Read the [data descriptions](https://www.kaggle.com/competitions/widsdatathon2024-challenge2/data) on Kaggle.

**Patient characteristics:** patient_race, payer_type, patient_age, patient_gender, bmi

**Patient location:** patient_state, patient_zip3, region, division

**Breast cancer diagnosis information:** breast_cancer_diagnosis_code, breast_cancer_diagnosis_desc, metastatic_cancer_diagnosis_code, 
    metastatic_first_novel_treatment, metastatic_first_novel_treatment_type

**Geo (zip-code level) demographic data:** Many! (population, income, education, rent, race, poverty etc)

**Climate data:** 72 columns showing the zip 3 Monthly Average Temperature for the patient’s zip 3 and month referenced

**Target variable:** metastatic_diagnosis_period

In [None]:
# Define a function that shows the data dimensions (# rows and columns), total # NA values, and data types, 
# number of distinct NA (null) values for each column (feature)

def initial_eda(df):
    if isinstance(df, pd.DataFrame):
        total_na = df.isna().sum().sum()
        print("Dimensions : %d rows, %d columns" % (df.shape[0], df.shape[1]))
        print("Total NA Values : %d " % (total_na))
        print("%38s %10s     %10s %10s" % ("Column Name", "Data Type", "#Distinct", "NaN Values"))
        col_name = df.columns
        dtyp = df.dtypes
        uniq = df.nunique()
        na_val = df.isna().sum()
        for i in range(len(df.columns)):
            print("%38s %10s   %10s %10s" % (col_name[i], dtyp[i], uniq[i], na_val[i]))
        
    else:
        print("Expect a DataFrame but got a %15s" % (type(df)))

In [None]:
# Call the function on our training data

initial_eda(df_train)

In [None]:
# Call the function on our testing data

initial_eda(df_test)

#### Observations

**Data types**

- 11 object types in train and test - these are categorical features
    - None of these seem to be ordinal

- 3 integer types in train, 2 in test - zip, age, and the target variable (metastatic_diagnosis_period)

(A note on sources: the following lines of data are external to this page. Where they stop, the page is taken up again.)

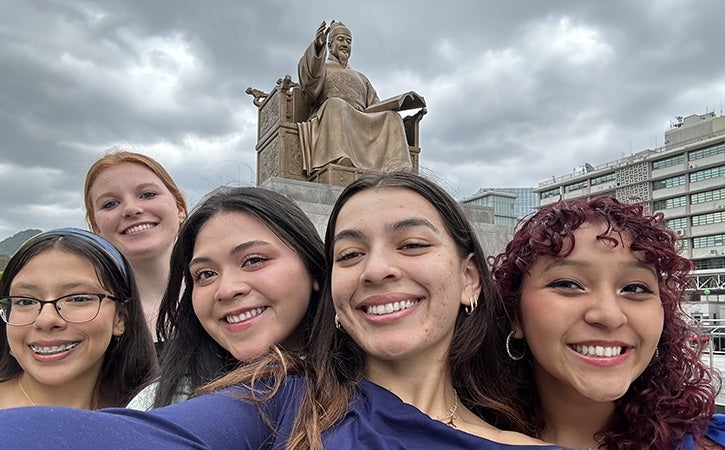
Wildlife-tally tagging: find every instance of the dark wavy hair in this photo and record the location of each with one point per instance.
(335, 363)
(190, 355)
(130, 360)
(675, 395)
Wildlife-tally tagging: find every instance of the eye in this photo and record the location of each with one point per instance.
(413, 245)
(20, 302)
(637, 288)
(79, 299)
(109, 204)
(202, 275)
(565, 284)
(253, 260)
(347, 255)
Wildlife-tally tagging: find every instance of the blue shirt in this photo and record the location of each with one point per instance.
(376, 419)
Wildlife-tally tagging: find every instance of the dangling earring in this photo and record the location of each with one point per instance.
(508, 348)
(473, 305)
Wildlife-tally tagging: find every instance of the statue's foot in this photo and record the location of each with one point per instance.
(345, 162)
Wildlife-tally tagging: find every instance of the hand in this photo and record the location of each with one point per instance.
(321, 36)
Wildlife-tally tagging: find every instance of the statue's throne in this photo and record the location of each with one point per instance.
(278, 145)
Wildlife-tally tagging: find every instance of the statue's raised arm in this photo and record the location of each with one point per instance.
(348, 124)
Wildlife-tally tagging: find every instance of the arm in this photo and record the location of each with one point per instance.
(218, 421)
(311, 68)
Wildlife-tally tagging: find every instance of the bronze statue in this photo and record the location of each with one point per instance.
(348, 123)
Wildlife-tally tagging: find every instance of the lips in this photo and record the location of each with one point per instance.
(54, 349)
(238, 318)
(600, 351)
(391, 307)
(138, 228)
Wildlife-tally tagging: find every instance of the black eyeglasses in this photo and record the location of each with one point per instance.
(73, 308)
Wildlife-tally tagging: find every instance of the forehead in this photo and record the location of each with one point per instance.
(382, 206)
(126, 173)
(232, 227)
(54, 264)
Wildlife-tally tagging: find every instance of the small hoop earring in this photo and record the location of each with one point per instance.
(508, 348)
(472, 307)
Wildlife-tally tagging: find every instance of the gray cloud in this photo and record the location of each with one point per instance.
(517, 91)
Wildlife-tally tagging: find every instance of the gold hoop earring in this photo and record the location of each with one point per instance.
(472, 306)
(518, 357)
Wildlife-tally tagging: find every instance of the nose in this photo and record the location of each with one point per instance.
(131, 208)
(380, 266)
(49, 318)
(231, 286)
(606, 311)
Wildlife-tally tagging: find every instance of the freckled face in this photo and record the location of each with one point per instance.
(135, 211)
(398, 282)
(250, 289)
(592, 320)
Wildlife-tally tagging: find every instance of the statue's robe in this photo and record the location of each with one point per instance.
(339, 130)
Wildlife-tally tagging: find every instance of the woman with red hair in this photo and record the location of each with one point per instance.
(592, 336)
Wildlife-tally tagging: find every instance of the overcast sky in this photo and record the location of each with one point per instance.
(517, 91)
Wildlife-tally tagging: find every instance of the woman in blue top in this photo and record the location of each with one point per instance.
(593, 333)
(393, 359)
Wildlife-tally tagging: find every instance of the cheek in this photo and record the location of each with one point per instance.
(200, 305)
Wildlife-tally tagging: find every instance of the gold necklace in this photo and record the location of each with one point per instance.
(22, 389)
(450, 417)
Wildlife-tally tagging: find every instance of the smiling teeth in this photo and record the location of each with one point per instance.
(388, 308)
(54, 349)
(245, 316)
(597, 350)
(137, 228)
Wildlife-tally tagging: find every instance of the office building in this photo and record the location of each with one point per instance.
(685, 180)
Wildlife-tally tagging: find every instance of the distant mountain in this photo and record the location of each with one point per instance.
(10, 245)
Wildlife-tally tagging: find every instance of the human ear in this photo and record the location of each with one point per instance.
(471, 280)
(119, 323)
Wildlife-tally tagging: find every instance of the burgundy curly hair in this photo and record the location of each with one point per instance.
(675, 395)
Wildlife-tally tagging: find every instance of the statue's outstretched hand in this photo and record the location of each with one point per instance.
(321, 36)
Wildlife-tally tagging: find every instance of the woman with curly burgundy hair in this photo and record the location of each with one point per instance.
(592, 337)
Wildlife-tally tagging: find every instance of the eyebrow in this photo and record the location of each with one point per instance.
(238, 249)
(393, 227)
(565, 262)
(63, 287)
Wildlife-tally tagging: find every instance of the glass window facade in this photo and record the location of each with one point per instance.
(706, 174)
(674, 202)
(603, 179)
(715, 240)
(710, 263)
(680, 222)
(550, 193)
(668, 162)
(708, 219)
(576, 186)
(678, 180)
(707, 196)
(706, 152)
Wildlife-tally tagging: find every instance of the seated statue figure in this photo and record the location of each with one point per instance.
(348, 123)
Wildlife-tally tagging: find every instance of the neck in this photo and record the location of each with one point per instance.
(151, 277)
(79, 393)
(426, 386)
(573, 422)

- The rest of the features are floats

**# distinct values**

- Only 1 distinct value for patient_gender (female) in train and test data, so we can drop this feature

- Only 1 distinct value for metastatic_first_novel_treatment_type in train and test data, and only 11 rows contain a value in train and 7 in test, so we can drop this feature

- Only 2 distinct values for metastatic_first_novel_treatment in train and test data, and only 11 rows contain a value in train and 7 in test, so we can probably drop this feature, but look for any strong correlation with the target feature

- patient_zip3 and population have the same number of unique values in train (751) and test (669), so do we need them both? 
Population is a size, so it might be important. Is zip random? How strong is the correlation with the target variable?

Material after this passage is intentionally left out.